Then your problem isn't the medium. Your problem is a lack of trust and to rely too much on facial signal that, in other scale of things, are a very bad way to measure your collaborators
Facial and body language is a HUGE part of in person communication. For better or for worse, that is just how the vast majority of humans are wired. If you willfully ignore these signals you WILL be misunderstood and you WILL misunderstand others. I hate that things are this way because of how much effort it takes for me to decipher these cues when a neurotypical person gets it from intuition, but it absolutely does exist and isn't going away any time soon.

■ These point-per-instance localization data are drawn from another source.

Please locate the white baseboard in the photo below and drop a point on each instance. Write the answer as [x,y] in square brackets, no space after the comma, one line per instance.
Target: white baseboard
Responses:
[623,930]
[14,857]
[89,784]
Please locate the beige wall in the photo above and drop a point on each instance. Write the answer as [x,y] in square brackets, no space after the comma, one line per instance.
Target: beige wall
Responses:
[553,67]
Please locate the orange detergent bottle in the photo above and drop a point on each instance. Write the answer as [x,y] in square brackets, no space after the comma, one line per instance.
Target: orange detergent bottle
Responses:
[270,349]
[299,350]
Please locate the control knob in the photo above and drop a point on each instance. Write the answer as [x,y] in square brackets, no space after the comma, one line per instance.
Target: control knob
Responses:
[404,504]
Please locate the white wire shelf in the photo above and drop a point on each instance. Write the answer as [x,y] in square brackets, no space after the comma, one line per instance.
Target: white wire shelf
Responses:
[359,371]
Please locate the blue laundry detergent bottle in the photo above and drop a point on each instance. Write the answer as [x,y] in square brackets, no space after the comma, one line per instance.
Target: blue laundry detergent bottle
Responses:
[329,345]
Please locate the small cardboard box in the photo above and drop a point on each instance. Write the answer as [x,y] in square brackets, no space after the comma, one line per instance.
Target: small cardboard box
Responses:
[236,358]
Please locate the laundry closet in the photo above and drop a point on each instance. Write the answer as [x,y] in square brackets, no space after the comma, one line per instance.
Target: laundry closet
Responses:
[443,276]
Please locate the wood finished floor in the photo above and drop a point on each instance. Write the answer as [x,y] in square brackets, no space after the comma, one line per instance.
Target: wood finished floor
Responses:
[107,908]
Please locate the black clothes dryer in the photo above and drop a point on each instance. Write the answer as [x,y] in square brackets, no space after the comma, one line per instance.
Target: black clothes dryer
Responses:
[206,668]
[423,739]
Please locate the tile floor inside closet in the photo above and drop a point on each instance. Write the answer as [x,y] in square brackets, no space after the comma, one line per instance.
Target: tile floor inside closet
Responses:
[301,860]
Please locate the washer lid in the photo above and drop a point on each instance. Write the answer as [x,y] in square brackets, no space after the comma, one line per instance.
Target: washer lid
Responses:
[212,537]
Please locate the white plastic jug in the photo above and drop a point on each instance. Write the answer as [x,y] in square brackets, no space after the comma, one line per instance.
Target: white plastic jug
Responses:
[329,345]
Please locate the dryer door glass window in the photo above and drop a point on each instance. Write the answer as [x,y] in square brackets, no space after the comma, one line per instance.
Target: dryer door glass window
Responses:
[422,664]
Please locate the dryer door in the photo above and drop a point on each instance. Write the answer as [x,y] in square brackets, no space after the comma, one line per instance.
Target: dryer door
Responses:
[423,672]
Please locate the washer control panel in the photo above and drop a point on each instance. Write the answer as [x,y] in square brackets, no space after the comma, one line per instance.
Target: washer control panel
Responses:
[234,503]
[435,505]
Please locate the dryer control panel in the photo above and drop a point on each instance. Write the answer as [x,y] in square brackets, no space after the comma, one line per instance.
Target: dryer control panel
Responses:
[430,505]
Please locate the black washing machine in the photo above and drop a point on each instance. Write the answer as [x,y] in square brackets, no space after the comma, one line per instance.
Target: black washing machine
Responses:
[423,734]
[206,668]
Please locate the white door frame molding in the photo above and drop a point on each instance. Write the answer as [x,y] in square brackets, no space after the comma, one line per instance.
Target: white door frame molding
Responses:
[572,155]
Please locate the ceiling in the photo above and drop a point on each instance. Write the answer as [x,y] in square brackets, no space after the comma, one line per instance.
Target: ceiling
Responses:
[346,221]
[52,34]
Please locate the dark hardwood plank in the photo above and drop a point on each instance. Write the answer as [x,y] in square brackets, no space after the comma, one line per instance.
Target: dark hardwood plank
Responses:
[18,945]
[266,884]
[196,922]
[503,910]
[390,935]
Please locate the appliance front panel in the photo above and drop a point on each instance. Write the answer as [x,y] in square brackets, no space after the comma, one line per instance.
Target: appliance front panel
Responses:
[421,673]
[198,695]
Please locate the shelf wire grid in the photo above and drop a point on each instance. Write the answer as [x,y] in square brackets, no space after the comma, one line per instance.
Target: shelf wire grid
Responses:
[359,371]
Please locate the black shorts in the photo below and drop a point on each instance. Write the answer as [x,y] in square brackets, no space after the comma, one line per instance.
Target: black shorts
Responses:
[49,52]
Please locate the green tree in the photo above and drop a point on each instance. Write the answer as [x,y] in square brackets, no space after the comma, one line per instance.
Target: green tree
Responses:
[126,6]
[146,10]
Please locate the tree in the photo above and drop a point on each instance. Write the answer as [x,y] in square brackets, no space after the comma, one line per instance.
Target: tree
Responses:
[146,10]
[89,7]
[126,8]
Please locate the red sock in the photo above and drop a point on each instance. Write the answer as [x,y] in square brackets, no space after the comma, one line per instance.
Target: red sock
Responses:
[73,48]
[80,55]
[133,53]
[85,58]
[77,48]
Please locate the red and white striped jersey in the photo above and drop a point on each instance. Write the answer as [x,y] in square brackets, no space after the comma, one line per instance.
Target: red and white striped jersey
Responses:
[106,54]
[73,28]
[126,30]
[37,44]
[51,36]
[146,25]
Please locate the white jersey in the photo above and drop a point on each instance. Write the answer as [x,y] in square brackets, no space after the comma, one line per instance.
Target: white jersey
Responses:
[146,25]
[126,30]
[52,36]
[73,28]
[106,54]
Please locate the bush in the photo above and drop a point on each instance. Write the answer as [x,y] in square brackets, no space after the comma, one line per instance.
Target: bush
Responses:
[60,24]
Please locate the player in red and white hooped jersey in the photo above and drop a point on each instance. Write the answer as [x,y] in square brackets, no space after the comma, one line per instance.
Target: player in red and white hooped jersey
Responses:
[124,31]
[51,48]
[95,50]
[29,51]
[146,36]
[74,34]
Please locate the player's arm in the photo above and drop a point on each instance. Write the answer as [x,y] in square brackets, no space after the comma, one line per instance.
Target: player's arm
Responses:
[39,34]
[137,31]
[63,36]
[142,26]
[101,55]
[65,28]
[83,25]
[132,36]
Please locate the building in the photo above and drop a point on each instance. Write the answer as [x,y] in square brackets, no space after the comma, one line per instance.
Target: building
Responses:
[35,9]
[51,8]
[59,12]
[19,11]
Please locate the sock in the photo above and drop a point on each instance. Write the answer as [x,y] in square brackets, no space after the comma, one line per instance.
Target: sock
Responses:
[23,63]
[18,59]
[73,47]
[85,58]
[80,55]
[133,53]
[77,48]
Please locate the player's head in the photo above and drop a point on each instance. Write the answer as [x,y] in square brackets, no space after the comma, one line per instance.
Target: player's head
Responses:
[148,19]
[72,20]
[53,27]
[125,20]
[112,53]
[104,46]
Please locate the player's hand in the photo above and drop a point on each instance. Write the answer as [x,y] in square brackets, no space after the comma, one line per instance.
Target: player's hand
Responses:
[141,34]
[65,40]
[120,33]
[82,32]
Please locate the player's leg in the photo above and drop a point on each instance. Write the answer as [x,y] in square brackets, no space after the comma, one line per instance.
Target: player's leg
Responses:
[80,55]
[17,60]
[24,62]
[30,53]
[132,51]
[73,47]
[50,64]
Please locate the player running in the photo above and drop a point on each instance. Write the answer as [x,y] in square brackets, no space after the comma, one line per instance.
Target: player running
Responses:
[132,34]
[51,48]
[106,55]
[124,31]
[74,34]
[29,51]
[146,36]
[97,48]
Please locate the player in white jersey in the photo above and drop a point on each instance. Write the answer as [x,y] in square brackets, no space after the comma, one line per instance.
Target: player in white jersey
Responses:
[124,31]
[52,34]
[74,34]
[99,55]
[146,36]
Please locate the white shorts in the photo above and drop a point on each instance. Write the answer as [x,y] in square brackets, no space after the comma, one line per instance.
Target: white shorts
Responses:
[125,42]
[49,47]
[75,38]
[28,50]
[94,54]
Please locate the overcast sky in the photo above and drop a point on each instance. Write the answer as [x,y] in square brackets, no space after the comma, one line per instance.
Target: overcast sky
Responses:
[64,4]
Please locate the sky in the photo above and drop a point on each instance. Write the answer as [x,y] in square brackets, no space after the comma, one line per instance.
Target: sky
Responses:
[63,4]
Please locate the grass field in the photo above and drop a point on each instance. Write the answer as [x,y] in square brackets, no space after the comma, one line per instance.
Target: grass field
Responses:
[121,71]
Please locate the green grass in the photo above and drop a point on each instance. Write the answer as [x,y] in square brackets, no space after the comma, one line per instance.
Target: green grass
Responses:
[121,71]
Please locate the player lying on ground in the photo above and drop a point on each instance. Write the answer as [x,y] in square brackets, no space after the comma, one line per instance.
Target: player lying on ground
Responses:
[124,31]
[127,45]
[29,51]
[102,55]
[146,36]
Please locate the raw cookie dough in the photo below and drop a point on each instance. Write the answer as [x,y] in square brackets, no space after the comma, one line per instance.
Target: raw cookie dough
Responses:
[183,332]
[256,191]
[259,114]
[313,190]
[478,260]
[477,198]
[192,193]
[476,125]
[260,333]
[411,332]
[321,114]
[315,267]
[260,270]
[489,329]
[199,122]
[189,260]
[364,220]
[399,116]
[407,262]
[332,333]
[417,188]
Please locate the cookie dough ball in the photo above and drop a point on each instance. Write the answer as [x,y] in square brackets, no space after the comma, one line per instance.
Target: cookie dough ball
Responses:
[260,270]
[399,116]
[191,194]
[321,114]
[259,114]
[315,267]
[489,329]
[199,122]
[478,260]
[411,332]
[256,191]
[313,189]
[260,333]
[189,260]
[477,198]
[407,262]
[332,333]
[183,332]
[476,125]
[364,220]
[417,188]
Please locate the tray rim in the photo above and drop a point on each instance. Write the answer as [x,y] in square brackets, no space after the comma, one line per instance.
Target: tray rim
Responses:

That's perhaps phrased a bit less charitably than necessary, but gets at an important truth. People who rely too much[1] on these non-verbal cues are, more often than not, doing so because they're not adept verbally. It's kind of like a fortune teller, who of course does not know you or your future but can put up a pretty convincing front by observing responses to their initial probes. I see it a lot among people for whom English is not their first language, just as I see the same people make just about any excuse to get out of writing anything down permanently. Since effective remote work also has to be asynchronous work as much as possible, I'd say these people need to work on their own language skills instead of complaining about how the online experience doesn't perfectly support their coping strategies.
[1] How much is "too much"? There's plenty of room for debate, but a decade of alone-remote and a year of all-remote made it pretty clear that it's a threshold many of my colleagues at multiple companies exceed.
Last time I checked, I'm a human being who is hardwired to understand these social cues. They're essential for having a conversation in any way that isn't just exhausting for me. It's not a lack of trust. My monkey brain just struggles to parse remotely held conversations.
Yes, they're useful, but I challenge the claim that they're essential. People have been communicating effectively over both time and distance for centuries, using media where these cues are absent. They're nice to have, they can make things easier and improve comfort/trust levels, but whether you rely on them is up to you. Lots of people at all levels of language competency and introversion etc. manage to collaborate just fine, even without any form of video at all.